Nur ein Zufall? Just an dem Wochenende, an dem
Wolfgang Schüssel seinen 70.Geburtstag feiert, holen die Sozialdemokraten nach,
was er einst begonnen hat: die Freiheitlichen in die Regierung und somit in die
Verantwortung. Die von ihm vollzogene viel zitierte Wende politisierte das
Land, hieß es damals immer wieder. Tatsächlich demonstrierte die eine Hälfte
des Landes gegen die schwarz-blaue Regierung, während sich die andere trotzig
gegen Hysterie und absurde Sanktionen der EU-Partner stemmte.
14 Jahre später
läutete ausgerechnet das sonnige und harmlose Burgenland nun die
Entpolitisierung ein. Offiziell warf Landeshauptmann Hans Niessl die
SPÖ-Festlegung, mit der FPÖ nicht zu koalieren, über Bord. Er brauchte dafür
gerade einmal drei Tage. Der Verdacht, dass es sowohl ihm als auch den
FPÖ-Mannen nur um Posten und Macht und weniger um Inhalte ging, liegt nahe.
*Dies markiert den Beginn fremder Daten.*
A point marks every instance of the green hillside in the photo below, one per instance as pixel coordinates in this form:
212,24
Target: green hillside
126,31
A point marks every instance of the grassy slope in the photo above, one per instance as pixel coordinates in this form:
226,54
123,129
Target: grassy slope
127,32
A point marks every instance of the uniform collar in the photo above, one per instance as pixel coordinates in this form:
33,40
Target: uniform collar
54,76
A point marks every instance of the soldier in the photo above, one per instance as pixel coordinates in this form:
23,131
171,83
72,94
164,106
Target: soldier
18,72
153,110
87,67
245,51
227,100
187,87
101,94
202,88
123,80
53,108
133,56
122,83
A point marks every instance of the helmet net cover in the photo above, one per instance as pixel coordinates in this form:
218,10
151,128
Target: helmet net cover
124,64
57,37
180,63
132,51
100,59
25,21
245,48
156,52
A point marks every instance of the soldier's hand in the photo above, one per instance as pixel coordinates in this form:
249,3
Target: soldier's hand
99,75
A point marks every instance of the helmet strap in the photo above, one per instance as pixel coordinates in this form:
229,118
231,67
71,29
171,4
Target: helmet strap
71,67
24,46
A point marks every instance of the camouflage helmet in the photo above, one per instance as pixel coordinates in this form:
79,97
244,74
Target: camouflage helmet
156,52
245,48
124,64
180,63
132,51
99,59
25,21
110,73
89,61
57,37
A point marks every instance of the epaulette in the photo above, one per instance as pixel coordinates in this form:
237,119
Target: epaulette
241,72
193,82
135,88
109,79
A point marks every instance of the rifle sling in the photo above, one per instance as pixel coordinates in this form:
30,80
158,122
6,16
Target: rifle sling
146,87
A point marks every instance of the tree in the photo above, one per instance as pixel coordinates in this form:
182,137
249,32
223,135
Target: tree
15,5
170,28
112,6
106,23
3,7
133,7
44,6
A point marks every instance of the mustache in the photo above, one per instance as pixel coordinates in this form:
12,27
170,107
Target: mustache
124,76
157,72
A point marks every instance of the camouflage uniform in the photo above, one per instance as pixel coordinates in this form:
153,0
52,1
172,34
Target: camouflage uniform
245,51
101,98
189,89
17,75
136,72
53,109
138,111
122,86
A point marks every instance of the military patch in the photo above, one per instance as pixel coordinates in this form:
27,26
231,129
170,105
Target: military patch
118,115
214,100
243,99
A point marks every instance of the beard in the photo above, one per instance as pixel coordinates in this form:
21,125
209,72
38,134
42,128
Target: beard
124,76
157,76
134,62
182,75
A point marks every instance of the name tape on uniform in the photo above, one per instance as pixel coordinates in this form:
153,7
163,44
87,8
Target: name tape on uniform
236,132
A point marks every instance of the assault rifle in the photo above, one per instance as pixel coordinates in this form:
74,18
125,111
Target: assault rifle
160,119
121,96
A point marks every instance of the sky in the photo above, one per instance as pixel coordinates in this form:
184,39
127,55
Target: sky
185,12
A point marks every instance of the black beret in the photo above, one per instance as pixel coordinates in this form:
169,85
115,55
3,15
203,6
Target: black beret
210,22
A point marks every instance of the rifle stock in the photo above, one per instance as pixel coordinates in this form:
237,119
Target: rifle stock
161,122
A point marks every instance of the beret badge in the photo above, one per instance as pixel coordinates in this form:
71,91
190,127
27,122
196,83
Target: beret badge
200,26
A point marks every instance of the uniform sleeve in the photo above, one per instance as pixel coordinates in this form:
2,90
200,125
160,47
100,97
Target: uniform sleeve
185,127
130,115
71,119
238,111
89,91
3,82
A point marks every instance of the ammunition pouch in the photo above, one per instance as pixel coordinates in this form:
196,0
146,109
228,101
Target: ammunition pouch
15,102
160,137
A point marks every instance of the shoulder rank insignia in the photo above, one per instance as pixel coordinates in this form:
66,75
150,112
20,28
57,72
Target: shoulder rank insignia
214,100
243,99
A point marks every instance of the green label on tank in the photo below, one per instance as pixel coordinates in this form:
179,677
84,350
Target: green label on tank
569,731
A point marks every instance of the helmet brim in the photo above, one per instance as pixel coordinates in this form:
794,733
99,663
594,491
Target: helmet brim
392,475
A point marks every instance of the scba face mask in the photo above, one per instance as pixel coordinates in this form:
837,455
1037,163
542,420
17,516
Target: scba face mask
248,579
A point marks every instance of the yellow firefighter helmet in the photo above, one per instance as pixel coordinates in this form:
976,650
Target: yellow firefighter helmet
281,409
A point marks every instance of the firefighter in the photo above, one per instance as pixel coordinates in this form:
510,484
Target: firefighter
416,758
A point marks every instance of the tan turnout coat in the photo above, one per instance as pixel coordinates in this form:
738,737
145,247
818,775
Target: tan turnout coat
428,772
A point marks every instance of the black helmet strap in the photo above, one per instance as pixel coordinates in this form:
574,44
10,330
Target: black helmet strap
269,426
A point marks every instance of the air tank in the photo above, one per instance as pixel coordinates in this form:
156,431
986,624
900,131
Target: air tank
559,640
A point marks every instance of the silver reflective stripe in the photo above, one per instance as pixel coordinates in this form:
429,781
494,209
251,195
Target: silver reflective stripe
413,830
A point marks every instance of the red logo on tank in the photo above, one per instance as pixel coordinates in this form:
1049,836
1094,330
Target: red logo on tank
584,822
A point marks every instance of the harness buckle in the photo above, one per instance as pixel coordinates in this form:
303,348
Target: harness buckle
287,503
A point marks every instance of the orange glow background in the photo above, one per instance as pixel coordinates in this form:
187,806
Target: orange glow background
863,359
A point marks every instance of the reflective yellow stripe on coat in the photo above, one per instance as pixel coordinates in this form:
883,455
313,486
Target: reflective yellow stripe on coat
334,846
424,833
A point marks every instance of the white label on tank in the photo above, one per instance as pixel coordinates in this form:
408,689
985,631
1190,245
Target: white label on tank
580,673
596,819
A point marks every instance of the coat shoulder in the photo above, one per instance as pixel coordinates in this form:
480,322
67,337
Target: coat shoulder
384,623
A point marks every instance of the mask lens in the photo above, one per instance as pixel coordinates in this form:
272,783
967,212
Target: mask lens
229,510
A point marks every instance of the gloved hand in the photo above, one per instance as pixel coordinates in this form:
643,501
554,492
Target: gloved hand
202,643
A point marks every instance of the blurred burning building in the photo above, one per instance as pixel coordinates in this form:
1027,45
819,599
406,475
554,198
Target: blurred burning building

Ab
sofort weiß jeder Wähler: Ganz egal, wer was wann wie gesagt hat, am Ende geht
es nur darum, oben zu bleiben. Überzeugungen oder inhaltliche Politik werden
mit den dazugehörigen Plakatständern auf die Seite geräumt, wenn die Stimmen
einmal abgegeben sind. Werner Faymann distanziert sich zwar halbherzig von
Eisenstadt. Mit den Burgenland-Natives Norbert Darabos und vor allem Josef
Ostermayer hätte er das Zustandekommen des rot-blauen Pakts wohl verhindern
können. So führungsschwach schätzt ihn nicht einmal diese Zeitung ein. Nein,
Faymann hat seine letzten Überzeugungen aufgegeben, um ja kein Bundesland zu
verlieren. Denn offenbar hatte Niessl wirklich gefürchtet, eine rechte
Koalition könnte ihn aus dem Landhaus drängen. Mit einer solchen Angst gibt es
keine Tabus mehr, auch keine Parteitagsbeschlüsse. Parteitage hält Faymann
ohnehin für überbewertet.
Ab sofort schließen
nur die Grünen explizit eine Koalition mit der FPÖ aus. Allerdings sagten sie
das auch schon einmal über die ÖVP. Und politisch und inhaltlich fällt der
kleinen Oppositionspartei dieser Tage auch wenig ein. Angesichts der rot-blauen
Annäherung und ihrer heftigen Kritiker ging vergangene Woche gerechterweise ein
Ereignis fast unter, das zur geschilderten Entpolitisierung passt. ÖVP-Klubchef
Reinhold Lopatka hat tatsächlich zwei Mandatare des sinkenden Schiffs, genannt
Team Stronach, in den ÖVP-Klub geholt: Georg Vetter, ein kluger Anwalt, und
Marcus Franz, ein nicht ganz so kluger Arzt, wurden über Nacht eingemeindet.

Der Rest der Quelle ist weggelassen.